Aquel gran presidente demócrata no fue sólo el político que sumó a su país al gran esfuerzo colectivo para salvar a Europa de los demonios del fascismo, sino también quien con su New Deal ayudó a EEUU a salir de la Gran Depresión.

A Roosevelt se deben grandes reformas sociolaborales que se plasmaron, entre muchas otras cosas, en una ley de seguridad social, en programas de ayuda a los agricultores y trabajadores ambulantes, en un salario mínimo y en el derecho de los trabajadores organizarse en potentes sindicatos..

Es decir, todo lo que, muchos años después, se dedicarían a desmantelar no sólo el republicano Ronald Reagan, decidido antisindicalista como su coetánea Margaret Thatcher, sino también sus sucesores demócratas como Bill Clinton, quien abrió de par en par el país al libre comercio y contribuyó al debilitamiento del Estado social.

Según indican las estadísticas oficiales, el poder de compra del trabajador blanco medio estadounidense cayó un 13 por ciento entre los años 1979 y 2017 mientras que la renta media creció en un 85 por ciento, lo que no significa otra cosa que un aumento escandaloso de la desigualdad económica.

La desindustrialización acelerada de los Estados del centro del país, el Rust Belt (Cinturón de la Herrumbre) llevó al paro a cientos de miles de trabajadores y los obligó muchas veces a aceptar trabajos en el sector servicios que apenas daban para vivir .

Ese proceso continuó con el también demócrata Barack Obama y explica el éxito electoral de un demagogo como Donald Trump, que habría sido imposible sin la sensación de abandono de millones de trabajadores por parte de un partido demócrata más preocupado del mundo financiero, de los nuevos profesionales y de las llamadas políticas de identidad.

Biden, que ofició de vicepresidente durante las dos presidencias de Barack Obama, parece haber aprendido esta vez la lección y, además de dar un espectacular impulso a la campaña de vacunación, ha querido desmentir la imagen que tenía de demócrata moderado o más bien conservador.

Sabe el presidente que si quiere evitar que su presidencia sea sólo un paréntesis en la era trumpista, debe esforzarse en convencer a millones de trabajadores desengañados de que el Partido Demócrata va a ocuparse esta vez de ellos.

Biden parece haber aprendido también otra cosa de su experiencia con Obama, quien intentó contentar a los republicanos sin que éstos se lo agradecieran mínimamente.
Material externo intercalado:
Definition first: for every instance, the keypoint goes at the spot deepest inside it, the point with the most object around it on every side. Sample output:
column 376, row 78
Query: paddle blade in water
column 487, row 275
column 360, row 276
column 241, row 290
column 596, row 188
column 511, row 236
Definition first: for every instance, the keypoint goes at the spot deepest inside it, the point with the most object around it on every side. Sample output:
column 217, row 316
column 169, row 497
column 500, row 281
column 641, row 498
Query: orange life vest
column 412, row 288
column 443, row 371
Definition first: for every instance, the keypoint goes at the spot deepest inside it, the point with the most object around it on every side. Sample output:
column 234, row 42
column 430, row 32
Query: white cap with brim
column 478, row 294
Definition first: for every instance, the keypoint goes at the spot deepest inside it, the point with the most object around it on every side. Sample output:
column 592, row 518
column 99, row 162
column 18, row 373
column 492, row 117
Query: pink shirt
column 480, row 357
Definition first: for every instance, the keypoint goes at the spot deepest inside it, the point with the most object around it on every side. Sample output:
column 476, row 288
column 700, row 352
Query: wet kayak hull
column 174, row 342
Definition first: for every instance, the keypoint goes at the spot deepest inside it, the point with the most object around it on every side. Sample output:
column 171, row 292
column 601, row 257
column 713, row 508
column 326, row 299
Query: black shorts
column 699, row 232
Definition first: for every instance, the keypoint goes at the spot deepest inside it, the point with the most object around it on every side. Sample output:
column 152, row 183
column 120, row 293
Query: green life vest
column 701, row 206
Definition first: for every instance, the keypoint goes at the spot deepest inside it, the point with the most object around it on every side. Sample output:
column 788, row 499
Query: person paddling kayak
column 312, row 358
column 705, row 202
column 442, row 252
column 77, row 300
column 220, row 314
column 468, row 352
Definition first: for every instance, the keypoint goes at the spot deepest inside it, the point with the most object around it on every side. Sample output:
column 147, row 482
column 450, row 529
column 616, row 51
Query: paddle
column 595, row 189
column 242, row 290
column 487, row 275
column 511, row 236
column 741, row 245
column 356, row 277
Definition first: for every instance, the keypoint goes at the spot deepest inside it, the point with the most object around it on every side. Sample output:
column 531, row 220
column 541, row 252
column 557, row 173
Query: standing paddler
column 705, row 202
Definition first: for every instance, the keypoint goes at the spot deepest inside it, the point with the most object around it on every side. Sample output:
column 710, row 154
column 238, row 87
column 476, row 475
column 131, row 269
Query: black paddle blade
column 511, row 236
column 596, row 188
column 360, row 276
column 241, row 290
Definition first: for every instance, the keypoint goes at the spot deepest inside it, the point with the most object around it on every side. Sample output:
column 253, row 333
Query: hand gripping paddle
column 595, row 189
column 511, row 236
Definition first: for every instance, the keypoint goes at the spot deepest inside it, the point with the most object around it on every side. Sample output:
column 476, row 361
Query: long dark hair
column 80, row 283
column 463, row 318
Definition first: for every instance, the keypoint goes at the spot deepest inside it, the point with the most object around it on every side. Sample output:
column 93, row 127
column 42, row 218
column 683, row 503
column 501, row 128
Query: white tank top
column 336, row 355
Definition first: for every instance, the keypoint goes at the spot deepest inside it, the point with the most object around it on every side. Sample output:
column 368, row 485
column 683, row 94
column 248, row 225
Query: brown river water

Sabe que no cabe transigir con un Partido Republicano intransigente y dedicado al obstruccionismo.

De ahí que haya decidido un plan de 1,9 billones de dólares – casi el 40 por ciento del presupuesto federal y en torno al 9 por ciento del PIB estadounidense- para dinamizar la economía.

El plan de estímulo incluye un cheque de 1.400 dólares a cada estadounidense y un bono de 300 dólares semanales en el subsidio de desempleo además de generosas deducciones fiscales por hijos.

“No podemos tolerar que la gente pase hambre o que la gente se vea desahuciada. Tenemos que actuar ahora de forma decisiva”, afirmó el Presidente cuando anunció su plan de estímulo.

Sólo este año, el país se endeudará en unos 2,3 billones de dólares, lo que supone más del diez por ciento del PIB aunque para financiar el ambicioso programa de infraestructuras, Biden no echará mano de la deuda sino que recurrirá a una elevación de impuestos para quienes ganen más de 400.000 dólares al año.

El siempre ofensivo Trump no podrá volver a llamarle sleepy Joe.